- Directed by: Max Varnel
- Written by: Robert Hirst
- Produced by: Edward J. Danziger; Harry Lee Danziger;
- Starring: James Kenney; Susan Beaumont;
- Cinematography: James Wilson
- Edited by: Maurice Rootes
- Music by: Jack Gerber; Albert Elms (uncredited);
- Production company: Danziger Productions
- Distributed by: Paramount British Pictures (UK)
- Release date: May 1959 (UK);
- Running time: 68 minutes
- Country: United Kingdom
- Language: English

= No Safety Ahead =

1959 British film by Max Varnel

No Safety Ahead is a 1959 British film directed by Max Varnel and starring James Kenney and Susan Beaumont. It was written By Robert Hirst and produced by The Danzigers.

==Plot==
Clem is a hard-up office clerk who unwillingly joins a gang planning a bank robbery. The heist ends in murder, and after running away he gives himself up.

==Cast==
- James Kenney as Clem
- Susan Beaumont as Jean
- Denis Shaw as Inspector
- Gordon Needham as Richardson
- Tony Doonan as Don
- John Charlesworth as Jeff
- Brian Weske as Bill
- Robert Raglan as Langton
- Mark Singleton as Fordham
- Hal Osmond (uncredited)

== Critical reception ==
The Monthly Film Bulletin wrote: This laborious "crime does not pay" concoction neither holds nor convinces, and the sentimental conclusion leaves far too many loose ends dangling. The acting, too, seems very much at a loss."

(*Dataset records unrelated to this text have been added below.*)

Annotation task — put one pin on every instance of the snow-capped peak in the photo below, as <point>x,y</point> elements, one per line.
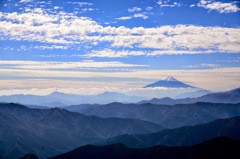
<point>169,78</point>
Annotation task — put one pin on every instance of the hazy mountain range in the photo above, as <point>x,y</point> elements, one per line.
<point>57,99</point>
<point>183,136</point>
<point>169,82</point>
<point>164,115</point>
<point>232,96</point>
<point>215,148</point>
<point>48,132</point>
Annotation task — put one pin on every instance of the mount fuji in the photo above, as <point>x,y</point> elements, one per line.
<point>169,82</point>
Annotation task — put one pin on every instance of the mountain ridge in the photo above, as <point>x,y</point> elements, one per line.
<point>169,82</point>
<point>215,148</point>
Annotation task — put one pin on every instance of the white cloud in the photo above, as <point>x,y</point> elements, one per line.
<point>149,8</point>
<point>113,54</point>
<point>219,6</point>
<point>40,65</point>
<point>67,29</point>
<point>52,47</point>
<point>167,3</point>
<point>124,18</point>
<point>81,3</point>
<point>212,79</point>
<point>140,15</point>
<point>25,1</point>
<point>134,9</point>
<point>204,65</point>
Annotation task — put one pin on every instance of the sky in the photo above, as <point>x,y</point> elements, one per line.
<point>89,47</point>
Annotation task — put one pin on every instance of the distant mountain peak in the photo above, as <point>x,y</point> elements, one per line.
<point>169,82</point>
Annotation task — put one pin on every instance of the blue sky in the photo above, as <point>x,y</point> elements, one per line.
<point>106,45</point>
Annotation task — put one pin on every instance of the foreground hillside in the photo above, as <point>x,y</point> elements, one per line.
<point>49,132</point>
<point>165,115</point>
<point>217,148</point>
<point>183,136</point>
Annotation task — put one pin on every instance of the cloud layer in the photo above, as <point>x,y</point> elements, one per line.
<point>68,29</point>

Kine Weekly wrote: "Slipshod 'crime does not pay' melodrama. ... There are touches of religious sentiment, as well as conventional romance, but the trimmings fail to conceal the poverty of story material. It never convinces, let alone grips. ... The picture has many strings to its plot, including an aflaire between the bank manager's wife and one of her husband's clerks, but most are left dangling at the finish. Susan Beaumont is an appealing Jean, but James Kenney wins little sympathy as the foolish Clem, and Tony Doonan, Jolin Charlesworth and Brian Weske merely fill routine roles as Don, Jeff and Bill. The staging is not too bad, but whichever way you look at it the opus has nothing on TV."

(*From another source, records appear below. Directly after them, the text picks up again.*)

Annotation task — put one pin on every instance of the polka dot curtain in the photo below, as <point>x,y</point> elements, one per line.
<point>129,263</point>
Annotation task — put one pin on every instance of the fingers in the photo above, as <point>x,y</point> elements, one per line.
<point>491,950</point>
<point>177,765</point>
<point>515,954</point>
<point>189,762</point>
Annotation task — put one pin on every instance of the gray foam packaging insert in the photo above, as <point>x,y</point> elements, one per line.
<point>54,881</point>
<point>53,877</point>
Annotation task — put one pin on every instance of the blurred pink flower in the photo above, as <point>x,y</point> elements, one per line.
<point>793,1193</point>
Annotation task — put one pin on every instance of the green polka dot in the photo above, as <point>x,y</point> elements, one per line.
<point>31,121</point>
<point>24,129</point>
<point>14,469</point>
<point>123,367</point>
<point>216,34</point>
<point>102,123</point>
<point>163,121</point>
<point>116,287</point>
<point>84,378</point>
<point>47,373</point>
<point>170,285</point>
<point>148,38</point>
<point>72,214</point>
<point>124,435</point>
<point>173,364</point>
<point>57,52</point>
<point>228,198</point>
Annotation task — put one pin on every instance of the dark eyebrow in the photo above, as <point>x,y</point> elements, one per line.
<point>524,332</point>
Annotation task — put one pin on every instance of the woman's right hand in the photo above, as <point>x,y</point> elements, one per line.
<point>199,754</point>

Picturegoer wrote: "The young players work hard, but the script is so tired."

Picture Show wrote: "A modest production which has very little to commend it except perhaps exterior shots and an actionful climax.

In British Sound Films: The Studio Years 1928–1959 David Quinlan rated the film as "poor", writing: "Terrible; script is worst defender, with other departments almost equally guilty."